Barnum star Jumbo the Elephant is used in a truly horrific thread company advertisement, being dragged by gigantic spools through the streets of New York City! Oh, PETA, where were you in the 1870s?
The Barnum American Museum, America’s surrealistic showcase of the moralistic, natural and bizarre, burned down to the ground in 1865. But that was certainly no hindrance for a man who specialized in making spectacle out of ‘humbuggery’.
In addition to the Merrill Lynch building at Broadway and Ann Street, there are two other significant locations in New York to complete your mini-Barnum walking tour.
Barnum reopened his museum several blocks up the street at 539 Broadway in what would later become the heart of the SoHo district. This building was well known to New Yorkers for another form of entertainment — the minstrel act.
The original building at this location was a performance hall called the Chinese Rooms, named for its oriental decor. In 1853 they rented out to the popular blackface touring act Buckley’s Serenaders, the Linkin Park of the minstrel set. As the Buckley’s Opera House, the building housed delighted drunken audiences until 1862, when the city’s Concert Hall Act prohibited the sale of booze in theaters and effectively running the Serenaders out of town. (No doubt you had to be drunk to enjoy minstrel.)
Barnum cobbled together the non-burned remainder of his collection and hosted it here from 1865 until 1868 when it, too, burned down.
Thoroughly over the apparently combustible world of museums, Barnum would soon embark on the project which would bear his name: the circus. In 1870, Barnum would show off his latest star in New York, Jumbo the elephant (below: Jumbo being pulled down Broadway)
Railroad magnate Cornelius Vanderbilt was also feeling the brunt of a city directive: all trains had to terminate way uptown at 42nd street due to safety and city cleanliness.

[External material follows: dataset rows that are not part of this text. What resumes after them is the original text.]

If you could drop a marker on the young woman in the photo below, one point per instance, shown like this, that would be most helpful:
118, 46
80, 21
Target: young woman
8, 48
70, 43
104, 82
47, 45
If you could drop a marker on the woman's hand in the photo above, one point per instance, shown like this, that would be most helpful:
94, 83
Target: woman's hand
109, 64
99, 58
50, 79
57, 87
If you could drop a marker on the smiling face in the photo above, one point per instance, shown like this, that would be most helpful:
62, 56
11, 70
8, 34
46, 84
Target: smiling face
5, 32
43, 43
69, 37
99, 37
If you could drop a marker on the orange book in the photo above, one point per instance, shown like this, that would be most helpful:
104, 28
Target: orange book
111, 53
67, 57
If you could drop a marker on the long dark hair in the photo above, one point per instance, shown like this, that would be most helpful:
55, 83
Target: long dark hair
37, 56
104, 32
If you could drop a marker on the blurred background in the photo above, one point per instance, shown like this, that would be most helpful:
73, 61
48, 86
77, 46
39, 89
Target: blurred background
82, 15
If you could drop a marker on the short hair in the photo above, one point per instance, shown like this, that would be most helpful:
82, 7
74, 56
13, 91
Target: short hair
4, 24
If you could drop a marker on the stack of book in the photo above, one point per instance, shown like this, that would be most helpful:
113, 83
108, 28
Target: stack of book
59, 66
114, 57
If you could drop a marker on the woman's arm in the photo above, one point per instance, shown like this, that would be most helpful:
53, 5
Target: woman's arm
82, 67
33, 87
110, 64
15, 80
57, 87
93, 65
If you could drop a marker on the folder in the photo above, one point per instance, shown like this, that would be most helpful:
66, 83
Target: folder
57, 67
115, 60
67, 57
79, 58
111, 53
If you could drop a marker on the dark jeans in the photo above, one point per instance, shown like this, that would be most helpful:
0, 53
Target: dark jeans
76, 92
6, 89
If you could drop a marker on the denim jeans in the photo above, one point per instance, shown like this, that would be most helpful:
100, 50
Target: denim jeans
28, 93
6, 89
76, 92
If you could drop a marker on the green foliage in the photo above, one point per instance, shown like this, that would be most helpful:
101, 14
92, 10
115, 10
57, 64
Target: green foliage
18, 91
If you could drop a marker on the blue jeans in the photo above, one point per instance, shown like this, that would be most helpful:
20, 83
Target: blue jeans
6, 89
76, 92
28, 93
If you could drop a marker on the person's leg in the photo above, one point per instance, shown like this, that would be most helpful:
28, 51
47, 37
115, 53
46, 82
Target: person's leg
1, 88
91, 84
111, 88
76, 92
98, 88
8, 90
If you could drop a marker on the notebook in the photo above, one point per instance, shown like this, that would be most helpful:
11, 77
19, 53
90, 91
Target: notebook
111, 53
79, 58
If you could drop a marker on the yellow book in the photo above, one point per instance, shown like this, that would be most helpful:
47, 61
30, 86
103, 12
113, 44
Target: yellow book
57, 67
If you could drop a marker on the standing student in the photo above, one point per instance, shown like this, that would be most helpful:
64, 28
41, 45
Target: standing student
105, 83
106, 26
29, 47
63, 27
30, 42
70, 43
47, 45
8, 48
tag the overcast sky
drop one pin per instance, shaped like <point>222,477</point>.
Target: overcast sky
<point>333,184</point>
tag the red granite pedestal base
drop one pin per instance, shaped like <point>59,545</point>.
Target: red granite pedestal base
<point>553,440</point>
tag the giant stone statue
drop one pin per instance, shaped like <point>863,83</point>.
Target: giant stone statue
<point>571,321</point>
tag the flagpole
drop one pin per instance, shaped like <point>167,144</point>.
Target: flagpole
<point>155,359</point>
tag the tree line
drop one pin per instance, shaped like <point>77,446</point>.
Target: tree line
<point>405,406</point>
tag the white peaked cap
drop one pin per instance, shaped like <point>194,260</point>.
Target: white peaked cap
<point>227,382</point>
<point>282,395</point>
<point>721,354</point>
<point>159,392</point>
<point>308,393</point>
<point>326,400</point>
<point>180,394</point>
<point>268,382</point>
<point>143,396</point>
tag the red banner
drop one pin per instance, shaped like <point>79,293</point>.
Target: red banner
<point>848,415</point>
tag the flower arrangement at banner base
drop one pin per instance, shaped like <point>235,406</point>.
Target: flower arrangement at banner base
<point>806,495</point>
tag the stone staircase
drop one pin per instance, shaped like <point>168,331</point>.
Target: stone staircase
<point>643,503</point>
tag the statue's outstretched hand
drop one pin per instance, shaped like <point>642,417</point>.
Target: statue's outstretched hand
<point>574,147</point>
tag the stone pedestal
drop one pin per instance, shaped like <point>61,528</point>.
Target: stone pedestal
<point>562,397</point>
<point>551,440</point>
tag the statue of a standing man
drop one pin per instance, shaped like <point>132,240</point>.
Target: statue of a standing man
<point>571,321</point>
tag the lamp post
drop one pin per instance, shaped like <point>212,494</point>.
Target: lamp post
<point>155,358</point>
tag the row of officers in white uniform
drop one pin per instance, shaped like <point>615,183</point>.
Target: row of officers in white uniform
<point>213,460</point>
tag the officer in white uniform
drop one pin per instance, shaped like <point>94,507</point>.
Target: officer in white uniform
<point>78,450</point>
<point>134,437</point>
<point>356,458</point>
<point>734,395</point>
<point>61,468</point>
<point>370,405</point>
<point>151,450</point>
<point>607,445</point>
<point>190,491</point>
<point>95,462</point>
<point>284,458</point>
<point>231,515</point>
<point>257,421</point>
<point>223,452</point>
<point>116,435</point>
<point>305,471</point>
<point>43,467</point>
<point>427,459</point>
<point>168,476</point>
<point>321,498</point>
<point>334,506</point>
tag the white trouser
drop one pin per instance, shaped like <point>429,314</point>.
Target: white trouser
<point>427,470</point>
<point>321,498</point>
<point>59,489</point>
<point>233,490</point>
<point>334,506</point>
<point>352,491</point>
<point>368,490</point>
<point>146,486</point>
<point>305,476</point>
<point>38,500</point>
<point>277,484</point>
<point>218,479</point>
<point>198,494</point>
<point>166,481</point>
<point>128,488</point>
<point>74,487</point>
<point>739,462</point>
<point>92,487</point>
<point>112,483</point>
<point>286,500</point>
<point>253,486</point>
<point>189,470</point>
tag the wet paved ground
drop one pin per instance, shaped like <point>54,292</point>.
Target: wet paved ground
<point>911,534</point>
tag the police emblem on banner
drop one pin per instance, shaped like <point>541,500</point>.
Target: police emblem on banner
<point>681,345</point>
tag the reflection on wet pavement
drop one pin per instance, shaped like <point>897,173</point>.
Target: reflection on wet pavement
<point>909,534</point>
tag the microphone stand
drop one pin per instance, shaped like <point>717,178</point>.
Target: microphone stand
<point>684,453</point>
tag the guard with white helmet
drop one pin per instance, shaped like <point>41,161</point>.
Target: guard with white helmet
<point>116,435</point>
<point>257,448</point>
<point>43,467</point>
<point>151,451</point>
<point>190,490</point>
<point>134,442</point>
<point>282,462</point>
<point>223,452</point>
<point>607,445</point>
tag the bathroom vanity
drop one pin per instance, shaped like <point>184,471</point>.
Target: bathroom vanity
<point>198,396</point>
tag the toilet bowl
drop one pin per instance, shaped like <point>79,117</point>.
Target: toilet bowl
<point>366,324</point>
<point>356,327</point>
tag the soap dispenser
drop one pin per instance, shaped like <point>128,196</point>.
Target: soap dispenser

So what to do with his old train sheds at Madison Avenue between 26th and 27th streets?
Barnum had an idea. He rented the sheds in 1874 and opened a show-stopping variant of his museum, a variety performance of acts, calling it the Monster Classical and Geological Hippodrome (also known as the slightly less pretentious Great Roman Hippodrome).
The Hippodrome was strictly a seasonal venue, with no roof, an open air theatrical proto-circus with oval performance rings and a tarp to give it that ‘big top’ feel. Wisely, Barnum installed an excessive array of fire-extinguishing options. Below the seats would be a museum and aquarium of much smaller scale than his original museum.
Many of his shows had Wild West themes, and he even hosted horse trotting and chariot races here. However, although its first show drew thousands of curiosity seekers, Barnum realized the real money was to be had on the road and soon relinquished the plot to Patrick Sarsfield Gilmore. Gilmore would refit it with lush gardens and rename it Gilmore’s Gardens, though Barnum would host his circus there when it came back through town.
By 1879, the Vanderbilts bought back the property and opened a sporting venue there which they named Madison Square Garden. Although the Garden would go through many incarnations, the official website of MSG traces its lineage today back to Barnum’s wacky Hippodrome. And every year when Ringling Bros. and Barnum & Bailey circus swings into town, it always plays the current Madison Square Garden at 7th Ave and 32nd Street.
By the way, Barnum’s Hippodrome should not be confused with the far more lavish 1905 Hippodrome in midtown Manhattan, which also hosted Barnum circuses.